Een werkgever kan sinds de WWZ pas opzeggen als ook gekeken is naar de mogelijkheden tot herplaatsing. Die noodzaak is niet helemaal nieuw, maar de invulling van die grond is wel anders dan eerder.
Je moet als werkgever kijken of je – al dan niet met behulp van scholing – je werknemer kunt herplaatsen.
Herplaatsing is alleen niet aan de orde indien dit niet in de rede ligt.
Hoe zit het dan precies met deze herplaatsingsplicht?
Herplaatsing binnen een redelijke termijn
Hoe lang is een redelijke termijn? Die is gelijk aan de wettelijke opzegtermijn. En dus over het algemeen minimaal één maand en maximaal vier maanden.
Door de redelijke termijn te koppelen aan de wettelijke opzegtermijn is de zorgplicht van jou als werkgever groter naarmate je werknemer langer in dienst is.
De wettelijke opzegtermijn staat los van de contractueel overeengekomen opzegtermijn. Als er sprake is van een arbeidshandicap bedraagt de redelijke termijn overigens langer, namelijk 26 weken.
Wanneer is nu sprake van een passende functie?
Een functie is passend als die aansluit bij de opleiding, ervaring en capaciteiten van je werknemer.
Artikel 9 en 10 van de Ontslagregeling verduidelijken wanneer binnen je onderneming een passende functie beschikbaar is. Je moet de volgende arbeidsplaatsen betrekken:
- Waarvoor een vacature bestaat of waarvoor binnen de redelijke termijn een vacature ontstaat.
- Van werknemers of personen die werkzaam zijn:
– op basis van een uitzendovereenkomst
– of op basis van een tijdelijke overeenkomst
– of die – anders dan door een payrollwerkgever – door een derde ter beschikking zijn gesteld
voor zover in die arbeidsplaatsen geen werkzaamheden van tijdelijke aard worden verricht gedurende ten hoogste 26 weken.
Onderzoek of herplaatsing eventueel met behulp van scholing mogelijk is
Ik legde de scholingsplicht al uit in dit blog.
Wat betekent niet in de rede liggen?
Bijvoorbeeld als sprake is van verwijtbaar handelen of nalaten van je werknemer. Indien in zo’n geval in redelijkheid niet van je kan worden gevergd de arbeidsovereenkomst voort te laten duren.
De grond van de herplaatsing is verzwaard
Eerder had je het hierover in het kader van een reorganisatie binnen een bedrijf of in het kader van langdurige arbeidsongeschiktheid. Nu komt herplaatsing dus in beginsel aan de orde in alle gevallen van ontslag.

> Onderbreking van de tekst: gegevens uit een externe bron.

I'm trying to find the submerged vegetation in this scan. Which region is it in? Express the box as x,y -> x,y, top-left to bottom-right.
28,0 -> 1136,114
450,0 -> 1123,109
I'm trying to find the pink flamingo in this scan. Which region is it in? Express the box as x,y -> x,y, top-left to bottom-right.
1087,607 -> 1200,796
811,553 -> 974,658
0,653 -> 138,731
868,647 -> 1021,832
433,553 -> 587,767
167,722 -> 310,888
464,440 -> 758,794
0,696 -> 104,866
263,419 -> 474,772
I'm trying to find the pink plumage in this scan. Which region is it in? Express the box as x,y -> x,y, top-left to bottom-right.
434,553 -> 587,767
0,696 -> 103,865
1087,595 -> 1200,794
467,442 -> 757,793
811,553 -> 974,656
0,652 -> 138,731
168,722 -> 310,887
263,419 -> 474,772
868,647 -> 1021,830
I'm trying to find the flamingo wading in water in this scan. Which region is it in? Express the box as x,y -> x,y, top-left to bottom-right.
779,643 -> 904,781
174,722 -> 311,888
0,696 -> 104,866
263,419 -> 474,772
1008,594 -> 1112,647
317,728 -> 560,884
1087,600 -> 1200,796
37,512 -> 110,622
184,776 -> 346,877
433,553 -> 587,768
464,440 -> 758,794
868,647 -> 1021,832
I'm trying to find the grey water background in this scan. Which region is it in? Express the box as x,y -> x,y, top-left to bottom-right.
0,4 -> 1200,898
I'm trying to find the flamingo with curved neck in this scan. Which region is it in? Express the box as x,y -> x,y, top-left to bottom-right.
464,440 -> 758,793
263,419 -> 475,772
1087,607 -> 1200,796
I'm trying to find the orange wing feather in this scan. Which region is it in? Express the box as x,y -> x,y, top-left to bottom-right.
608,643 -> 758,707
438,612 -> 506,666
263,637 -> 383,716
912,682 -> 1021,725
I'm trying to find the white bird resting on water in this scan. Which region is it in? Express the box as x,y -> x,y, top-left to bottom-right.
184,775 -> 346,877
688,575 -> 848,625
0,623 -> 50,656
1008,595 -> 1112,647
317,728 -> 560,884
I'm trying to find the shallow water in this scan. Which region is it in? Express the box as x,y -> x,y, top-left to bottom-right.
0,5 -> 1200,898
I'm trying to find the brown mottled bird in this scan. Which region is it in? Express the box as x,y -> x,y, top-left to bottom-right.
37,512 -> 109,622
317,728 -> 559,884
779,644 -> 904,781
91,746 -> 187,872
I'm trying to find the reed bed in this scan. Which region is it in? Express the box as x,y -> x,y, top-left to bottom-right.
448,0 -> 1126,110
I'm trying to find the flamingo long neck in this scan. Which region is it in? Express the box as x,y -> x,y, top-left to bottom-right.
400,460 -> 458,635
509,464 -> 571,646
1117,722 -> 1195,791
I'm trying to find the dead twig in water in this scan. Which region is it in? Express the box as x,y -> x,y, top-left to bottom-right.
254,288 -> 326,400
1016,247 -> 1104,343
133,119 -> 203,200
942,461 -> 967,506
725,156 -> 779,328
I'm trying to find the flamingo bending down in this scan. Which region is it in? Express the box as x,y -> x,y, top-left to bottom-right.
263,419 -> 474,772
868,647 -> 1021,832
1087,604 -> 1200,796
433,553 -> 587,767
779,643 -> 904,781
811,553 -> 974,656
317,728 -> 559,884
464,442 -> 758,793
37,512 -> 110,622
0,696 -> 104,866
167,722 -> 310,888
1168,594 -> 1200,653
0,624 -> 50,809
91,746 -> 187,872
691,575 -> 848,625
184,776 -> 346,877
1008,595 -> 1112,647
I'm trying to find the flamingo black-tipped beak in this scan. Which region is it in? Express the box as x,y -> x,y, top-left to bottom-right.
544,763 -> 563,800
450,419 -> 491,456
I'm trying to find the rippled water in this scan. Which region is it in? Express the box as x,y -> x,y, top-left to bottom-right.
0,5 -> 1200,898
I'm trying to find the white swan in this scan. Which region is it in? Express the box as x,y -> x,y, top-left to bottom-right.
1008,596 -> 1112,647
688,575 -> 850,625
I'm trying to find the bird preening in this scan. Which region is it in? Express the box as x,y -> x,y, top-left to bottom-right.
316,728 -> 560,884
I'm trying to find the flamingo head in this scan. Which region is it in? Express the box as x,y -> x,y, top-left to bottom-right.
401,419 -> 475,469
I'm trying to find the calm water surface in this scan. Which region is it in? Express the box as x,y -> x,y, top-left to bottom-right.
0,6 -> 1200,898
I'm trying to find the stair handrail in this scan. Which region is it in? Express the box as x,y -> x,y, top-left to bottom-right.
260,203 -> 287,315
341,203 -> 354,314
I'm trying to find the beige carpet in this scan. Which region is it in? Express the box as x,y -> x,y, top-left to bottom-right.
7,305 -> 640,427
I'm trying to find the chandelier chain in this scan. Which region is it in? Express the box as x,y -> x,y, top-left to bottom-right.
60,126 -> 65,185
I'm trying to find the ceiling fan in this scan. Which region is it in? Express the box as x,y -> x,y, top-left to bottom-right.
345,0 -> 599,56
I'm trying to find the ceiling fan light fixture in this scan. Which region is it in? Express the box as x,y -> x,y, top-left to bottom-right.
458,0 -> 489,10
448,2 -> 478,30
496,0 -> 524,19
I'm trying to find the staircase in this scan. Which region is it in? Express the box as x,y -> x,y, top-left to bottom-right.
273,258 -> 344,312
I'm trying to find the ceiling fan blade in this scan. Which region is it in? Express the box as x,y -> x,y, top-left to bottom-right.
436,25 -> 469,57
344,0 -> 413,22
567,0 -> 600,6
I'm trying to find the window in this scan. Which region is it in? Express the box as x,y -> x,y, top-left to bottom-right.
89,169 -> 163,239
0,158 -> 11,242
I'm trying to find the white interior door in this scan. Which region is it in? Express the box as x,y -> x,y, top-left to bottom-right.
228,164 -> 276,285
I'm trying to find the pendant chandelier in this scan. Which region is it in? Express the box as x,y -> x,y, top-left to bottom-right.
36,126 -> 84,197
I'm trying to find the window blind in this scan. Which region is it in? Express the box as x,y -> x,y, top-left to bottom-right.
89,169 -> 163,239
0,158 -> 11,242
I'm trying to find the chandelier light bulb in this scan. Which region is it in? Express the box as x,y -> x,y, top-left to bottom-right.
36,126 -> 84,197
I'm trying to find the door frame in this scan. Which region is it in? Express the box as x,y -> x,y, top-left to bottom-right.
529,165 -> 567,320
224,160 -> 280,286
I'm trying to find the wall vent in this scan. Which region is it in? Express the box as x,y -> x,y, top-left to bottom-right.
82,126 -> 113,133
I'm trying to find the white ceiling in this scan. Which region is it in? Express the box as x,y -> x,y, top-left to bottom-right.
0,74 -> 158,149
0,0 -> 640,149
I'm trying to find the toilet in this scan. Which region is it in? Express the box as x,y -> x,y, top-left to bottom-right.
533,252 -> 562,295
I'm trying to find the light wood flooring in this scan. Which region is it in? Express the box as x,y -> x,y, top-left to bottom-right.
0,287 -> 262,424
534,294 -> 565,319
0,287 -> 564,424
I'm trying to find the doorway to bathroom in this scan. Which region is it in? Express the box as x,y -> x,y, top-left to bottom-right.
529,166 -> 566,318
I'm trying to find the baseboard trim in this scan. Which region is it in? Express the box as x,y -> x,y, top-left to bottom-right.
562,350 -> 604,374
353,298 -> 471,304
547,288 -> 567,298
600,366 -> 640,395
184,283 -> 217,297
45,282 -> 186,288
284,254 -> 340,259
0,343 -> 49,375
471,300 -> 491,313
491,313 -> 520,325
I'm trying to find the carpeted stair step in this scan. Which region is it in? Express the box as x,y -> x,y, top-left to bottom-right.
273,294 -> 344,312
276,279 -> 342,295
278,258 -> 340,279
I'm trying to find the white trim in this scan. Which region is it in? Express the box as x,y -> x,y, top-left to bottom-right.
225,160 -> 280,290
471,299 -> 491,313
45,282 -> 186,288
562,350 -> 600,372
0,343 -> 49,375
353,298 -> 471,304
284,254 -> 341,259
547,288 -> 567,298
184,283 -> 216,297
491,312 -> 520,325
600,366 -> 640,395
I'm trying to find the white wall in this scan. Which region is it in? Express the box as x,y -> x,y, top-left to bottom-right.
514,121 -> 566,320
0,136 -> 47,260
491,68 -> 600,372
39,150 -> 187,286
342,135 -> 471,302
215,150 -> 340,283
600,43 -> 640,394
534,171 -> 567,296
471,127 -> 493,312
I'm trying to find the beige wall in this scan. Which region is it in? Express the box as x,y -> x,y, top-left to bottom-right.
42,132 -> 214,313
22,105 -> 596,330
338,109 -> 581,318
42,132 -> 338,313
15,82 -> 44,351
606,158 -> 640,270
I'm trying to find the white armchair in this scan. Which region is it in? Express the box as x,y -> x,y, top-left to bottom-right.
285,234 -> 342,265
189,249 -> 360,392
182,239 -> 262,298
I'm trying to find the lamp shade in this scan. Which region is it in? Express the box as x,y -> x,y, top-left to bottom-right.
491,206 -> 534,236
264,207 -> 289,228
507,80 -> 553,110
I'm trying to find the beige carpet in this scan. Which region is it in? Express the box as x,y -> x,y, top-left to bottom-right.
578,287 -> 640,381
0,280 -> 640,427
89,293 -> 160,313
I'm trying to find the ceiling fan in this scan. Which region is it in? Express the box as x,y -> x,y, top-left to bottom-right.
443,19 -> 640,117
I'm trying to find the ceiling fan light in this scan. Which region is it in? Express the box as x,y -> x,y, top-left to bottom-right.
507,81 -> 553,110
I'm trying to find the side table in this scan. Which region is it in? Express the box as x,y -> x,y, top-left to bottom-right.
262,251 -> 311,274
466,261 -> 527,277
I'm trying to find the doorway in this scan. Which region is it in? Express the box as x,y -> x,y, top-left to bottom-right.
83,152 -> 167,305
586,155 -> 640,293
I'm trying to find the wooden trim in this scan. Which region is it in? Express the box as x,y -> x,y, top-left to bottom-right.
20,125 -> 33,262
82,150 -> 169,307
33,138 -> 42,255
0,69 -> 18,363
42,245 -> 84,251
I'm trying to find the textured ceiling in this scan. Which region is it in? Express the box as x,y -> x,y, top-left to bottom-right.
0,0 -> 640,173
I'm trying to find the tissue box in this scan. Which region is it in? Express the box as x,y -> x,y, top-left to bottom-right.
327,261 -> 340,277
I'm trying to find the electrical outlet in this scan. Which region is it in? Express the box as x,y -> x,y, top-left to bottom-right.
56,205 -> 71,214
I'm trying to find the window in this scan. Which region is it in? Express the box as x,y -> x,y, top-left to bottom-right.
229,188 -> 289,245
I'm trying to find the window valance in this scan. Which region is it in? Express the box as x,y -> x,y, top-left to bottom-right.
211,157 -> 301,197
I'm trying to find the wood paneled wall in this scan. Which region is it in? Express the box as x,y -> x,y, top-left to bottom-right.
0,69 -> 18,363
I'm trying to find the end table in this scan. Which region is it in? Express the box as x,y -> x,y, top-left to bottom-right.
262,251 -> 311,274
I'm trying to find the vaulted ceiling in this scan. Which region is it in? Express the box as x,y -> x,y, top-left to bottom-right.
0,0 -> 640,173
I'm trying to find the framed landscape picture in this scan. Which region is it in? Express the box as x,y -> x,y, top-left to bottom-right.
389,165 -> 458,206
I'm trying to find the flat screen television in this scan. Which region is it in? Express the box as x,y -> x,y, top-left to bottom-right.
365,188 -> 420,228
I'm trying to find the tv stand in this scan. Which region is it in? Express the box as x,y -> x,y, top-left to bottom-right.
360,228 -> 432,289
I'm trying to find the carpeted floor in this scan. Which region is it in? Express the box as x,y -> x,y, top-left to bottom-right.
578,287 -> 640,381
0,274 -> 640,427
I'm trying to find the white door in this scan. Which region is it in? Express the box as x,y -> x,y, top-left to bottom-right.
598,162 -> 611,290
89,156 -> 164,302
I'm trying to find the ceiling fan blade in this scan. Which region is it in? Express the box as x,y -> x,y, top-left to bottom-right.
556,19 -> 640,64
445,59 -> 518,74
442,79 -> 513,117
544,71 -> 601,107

Dus ook ingeval van disfunctioneren van je werknemer. Of het weigeren de overeengekomen arbeid te verrichten.
Hoe zit het dan ingeval van een verstoorde arbeidsrelatie?
Hierover wordt met zoveel woorden niet gerept in de wet. Uit de wetsgeschiedenis blijkt dat wanneer het een verstoorde arbeidsrelatie op de werkvloer betreft en dus niet een verstoorde relatie met de werkgever zelf ook in zo’n geval bekeken moet worden of overplaatsing naar een andere plek soelaas kan bieden. In de praktijk zal dat alleen maar werkbaar zijn ingeval van grote bedrijven.
Wanneer geldt herplaatsing niet?
- Als de werknemer wordt ontslagen wegens onbehoorlijk gedrag (verwijtbaar handelen of nalaten).
- Bij een ontslag tijdens proeftijd.
- Bij ontslag vanwege het bereiken van de pensioengerechtigde leeftijd of daarna.
- Als de werknemer een geestelijk ambt bekleedt.
Zie ook wat de Rijksoverheid hierover zegt.
Dus hoe zit het?
De herplaatsingsverplichting is dus niet zomaar uit te vlakken als je een werknemer wilt ontslaan. Aan de andere kant gaat het om een inspanningsverplichting. Als er geen concrete mogelijkheden zijn dan kan je werknemer niet afdwingen dat hij of zij herplaatst wordt.
Hoe zijn jouw ervaringen met de herplaatsingsplicht? Is het zwaarder dan voorheen of valt het mee?